Les efforts de l'Europe pour faire davantage entendre sa voix au sein de l'OTAN n'ont pas obtenu les effets escomptés. Les Etats-Unis exercent encore une influence plus importante que l'UE au sein de l'alliance. Les membres de l'UE accordent davantage de considération à l'union qu'à l'OTAN. Bien que les Etats-Unis tirent le meilleur parti de l'OTAN, ceux-ci peuvent également s'en défaire aisément. Les Etats-Unis pas plus que l'Europe n'assimilent l'OTAN à leur première scène pour étendre leur influence internationale.
OTAN
L'Organisation du Traité Atlantique Nord (OTAN) fut fondée le 4 avril 1949, suite à la signature de son traité à Washington D.C. Ses membres fondateurs furent les Etats-Unis, le Canada, la Grande-Bretagne, la France, les pays du Benelux, le Danemark, la Norvège, l'Islande, le Portugal et l'Italie. Cette alliance militaire dont les quartiers généraux se situent dans la capitale belge, Bruxelles, adopte un système collectif de défense qui prévoit qu'une attaque armée contre l'une des parties du Traité sera considérée comme une attaque dirigée contre toutes les parties.
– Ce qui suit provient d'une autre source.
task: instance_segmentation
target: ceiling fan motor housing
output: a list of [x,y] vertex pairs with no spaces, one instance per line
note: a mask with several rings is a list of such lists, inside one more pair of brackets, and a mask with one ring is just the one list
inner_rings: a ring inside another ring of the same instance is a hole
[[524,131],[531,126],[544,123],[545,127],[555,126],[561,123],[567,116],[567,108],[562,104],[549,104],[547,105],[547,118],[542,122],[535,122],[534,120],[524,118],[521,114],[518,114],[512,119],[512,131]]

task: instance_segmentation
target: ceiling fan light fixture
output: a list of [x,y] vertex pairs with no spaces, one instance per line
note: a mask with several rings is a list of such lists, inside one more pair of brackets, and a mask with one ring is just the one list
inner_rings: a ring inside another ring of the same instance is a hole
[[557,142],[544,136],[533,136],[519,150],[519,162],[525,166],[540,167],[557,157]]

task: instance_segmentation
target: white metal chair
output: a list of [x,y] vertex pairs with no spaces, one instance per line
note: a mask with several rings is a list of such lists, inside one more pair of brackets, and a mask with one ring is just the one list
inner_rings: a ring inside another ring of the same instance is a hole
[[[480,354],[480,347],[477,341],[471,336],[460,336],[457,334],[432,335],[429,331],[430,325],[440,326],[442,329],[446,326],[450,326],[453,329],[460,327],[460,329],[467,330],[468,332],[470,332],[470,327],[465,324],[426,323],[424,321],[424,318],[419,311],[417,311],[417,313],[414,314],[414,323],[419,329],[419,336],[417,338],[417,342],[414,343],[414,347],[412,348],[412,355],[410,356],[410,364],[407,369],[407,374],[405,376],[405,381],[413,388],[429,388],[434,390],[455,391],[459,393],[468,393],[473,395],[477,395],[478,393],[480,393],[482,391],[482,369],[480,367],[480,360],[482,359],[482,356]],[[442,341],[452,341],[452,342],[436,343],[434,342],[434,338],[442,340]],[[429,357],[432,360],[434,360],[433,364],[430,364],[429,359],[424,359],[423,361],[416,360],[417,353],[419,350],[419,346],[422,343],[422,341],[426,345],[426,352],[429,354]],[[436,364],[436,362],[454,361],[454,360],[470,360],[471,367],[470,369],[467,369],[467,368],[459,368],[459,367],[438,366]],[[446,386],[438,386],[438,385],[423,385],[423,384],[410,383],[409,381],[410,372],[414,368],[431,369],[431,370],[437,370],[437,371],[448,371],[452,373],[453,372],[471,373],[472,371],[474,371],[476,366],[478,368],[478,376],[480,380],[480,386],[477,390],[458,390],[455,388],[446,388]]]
En 1966, le président français Charles de Gaulle annonça que la France quitterait son siège de la structure militaire de l'OTAN et retirerait ses forces du commandement militaire intégré de l'OTAN, tout en restant membre politique de l'alliance.
Au lendemain de la chute du mur de Berlin en 1989, l'organisation s'impliqua dans les Balkans, tout en consolidant ses liens avec ses anciens ennemis virtuels à l'est. Un certain nombre d'anciens pays membres du Pacte de Varsovie rejoignit l'alliance en 1999 et 2004. Cette année, le 1er avril, celui compte désormais 28 membres, avec l'adhésion de l'Albanie et de la Croatie. Depuis les attentats terroristes du 11 septembre 2001, le Bloc atlantique a essayé de recentrer ses activités sur de nouveaux défis et a déployé des troupes en Afghanistan, formant également des soldats en Irak.
Le président français en fonction, Nicolas Sarkozy, a mené une réforme d'ampleur de la position militaire de son pays dans l'organisation, le menant à un retour complet dans l'OTAN le 4 avril 2009.
Pacte de Varsovie
L'Union soviétique, la Tchécoslovaquie, la Bulgarie, la Hongrie, l'Allemagne de l'Est, la Pologne, la Roumanie et l'Albanie signèrent un Traité d'amitié, de coopération et d'assistance mutuelle à Varsovie en Pologne le 14 mai 1955 en réponse à l'entrée de l'Allemagne de l'Ouest dans l'OTAN. Ce traité donna le jour à une alliance militaire, l'Organisation du Traité de Varsovie, également connue sous le nom de Pacte de Varsovie. Cette alliance, dont les quartiers généraux se situaient à Varsovie était l'homologue du Bloc atlantique durant la Guerre froide. Elle fut officiellement dissoute lors d'une réunion à Prague, le 1er juillet 1991.